Roberto Roena Y Su Apollo Sound ‎– No Me Hagas Sombra Mi Socio

  • 9 years ago
Roberto Roena was born on January 16, 1940, in Mayaguez, Puerto Rico; his last name is occasionally spelled as Rohena. A salsa bandleader, Roena began his musical career as a dancer with various bands in Puerto Rico - he later became known as "El Gran Bailarín" (The Great Dancer). While performing as a dancer and chorus singer with Cortijo Y Su Combo, the band's leader Rafael Cortijo gave Roena his first percussion lessons. He settled for the bongo and became a member of Cortijo's band between 1957 and 1962. Roberto was among the seven accompanists, led by pianist Rafael Ithier, who defected from Cortijo's Combo in May 1962 to become the basis of El Gran Combo. During his tenure with Gran Combo he appeared on Kako's classic Latin jam outing Puerto Rican All-Stars Featuring Kako, recorded in 1963, and 1967"s Los Mejores Mujsicos De Puerto Rico, directed and arranged by Ray Santos. In 1966, Roena made his recording debut as leader with a band called Megatones on Se Pone Bueno/It Gets Better on Alegre Records.

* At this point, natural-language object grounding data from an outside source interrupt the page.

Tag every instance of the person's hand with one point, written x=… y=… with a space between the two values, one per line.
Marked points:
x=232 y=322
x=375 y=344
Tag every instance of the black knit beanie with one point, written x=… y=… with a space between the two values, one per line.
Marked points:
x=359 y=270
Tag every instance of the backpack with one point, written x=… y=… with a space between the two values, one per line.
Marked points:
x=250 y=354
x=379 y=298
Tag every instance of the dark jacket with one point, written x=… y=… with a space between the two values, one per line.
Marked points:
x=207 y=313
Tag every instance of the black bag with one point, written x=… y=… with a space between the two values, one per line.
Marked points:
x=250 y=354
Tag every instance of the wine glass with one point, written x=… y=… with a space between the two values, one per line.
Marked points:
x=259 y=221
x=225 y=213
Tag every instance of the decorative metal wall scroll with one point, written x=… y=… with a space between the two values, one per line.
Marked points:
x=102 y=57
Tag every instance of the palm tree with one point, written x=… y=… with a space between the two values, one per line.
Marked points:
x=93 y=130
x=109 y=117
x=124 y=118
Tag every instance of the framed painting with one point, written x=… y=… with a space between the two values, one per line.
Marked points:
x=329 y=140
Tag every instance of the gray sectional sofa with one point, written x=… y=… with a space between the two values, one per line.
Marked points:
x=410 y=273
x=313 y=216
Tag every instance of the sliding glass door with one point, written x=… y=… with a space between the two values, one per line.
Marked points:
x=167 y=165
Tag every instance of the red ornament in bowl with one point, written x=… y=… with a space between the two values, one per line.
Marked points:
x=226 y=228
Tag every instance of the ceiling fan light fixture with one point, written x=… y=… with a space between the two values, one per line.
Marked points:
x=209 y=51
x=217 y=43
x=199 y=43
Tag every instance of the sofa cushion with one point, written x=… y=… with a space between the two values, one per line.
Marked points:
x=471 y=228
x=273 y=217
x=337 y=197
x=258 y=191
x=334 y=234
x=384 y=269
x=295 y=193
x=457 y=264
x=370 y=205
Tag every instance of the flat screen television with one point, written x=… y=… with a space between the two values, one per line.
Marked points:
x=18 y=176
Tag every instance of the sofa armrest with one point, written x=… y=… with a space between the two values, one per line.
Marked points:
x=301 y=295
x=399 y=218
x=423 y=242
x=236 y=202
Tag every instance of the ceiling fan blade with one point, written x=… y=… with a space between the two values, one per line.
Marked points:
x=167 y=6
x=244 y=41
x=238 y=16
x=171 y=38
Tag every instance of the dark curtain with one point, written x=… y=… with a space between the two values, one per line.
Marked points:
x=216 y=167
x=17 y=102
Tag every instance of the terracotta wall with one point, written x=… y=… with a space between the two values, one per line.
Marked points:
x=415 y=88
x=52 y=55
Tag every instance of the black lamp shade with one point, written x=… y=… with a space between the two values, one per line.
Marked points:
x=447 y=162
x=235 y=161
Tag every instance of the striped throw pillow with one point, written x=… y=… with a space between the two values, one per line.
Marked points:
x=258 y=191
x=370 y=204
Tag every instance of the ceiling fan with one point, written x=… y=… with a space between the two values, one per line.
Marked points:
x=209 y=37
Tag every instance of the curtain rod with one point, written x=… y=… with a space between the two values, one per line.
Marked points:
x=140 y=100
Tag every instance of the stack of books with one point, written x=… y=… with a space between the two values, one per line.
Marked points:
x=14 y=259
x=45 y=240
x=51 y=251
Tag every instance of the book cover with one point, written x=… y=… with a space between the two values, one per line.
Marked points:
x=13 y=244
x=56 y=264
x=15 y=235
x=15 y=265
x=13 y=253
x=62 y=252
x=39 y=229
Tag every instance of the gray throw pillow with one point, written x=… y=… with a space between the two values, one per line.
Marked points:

Panamanian Camilo Azuquita provided the lead vocals and El Gran Combo's lead vocalists at the time, Andy Montañez and Pellín Rodríguez, sang in the chorus. Roena left Gran Combo in mid-1969. He signed with Fania International (later called just International), a division of Jerry Masucci and Johnny Pacheco's Fania Records, and debuted with his band Apollo Sound on Roberto Roena Y Su Apollo Sound. The great Puerto Rican composer, Catalino Curet Alonso, was the album's "creative musical director" and wrote the smash hit track "Tu Loco Loco, Y Yo Tranquilo". From the outset, Apollo Sound featured a line-up of two trumpets, trombone, tenor saxophone (doubling on flute), rhythm section (bongo, conga, timbales, bass, piano) and voices (lead and chorus). A third trumpet was added in the mid-70s and the resultant front-line combination was retained into the 90s. While preserving their rhythmic integrity, Roena and Apollo Sound developed into one of salsa's more progressive and sophisticated outfits with their own highly distinctive style. To help achieve this, Roena hired some of Puerto Rico's most creative arrangers over the years, including Bobby Valentín, Elías Lop‚s, Luis "Perico" Ortiz, Julio "Gunda" Merced, Papo Lucca, Louis García, Tito Rivera and Humberto Ramírez.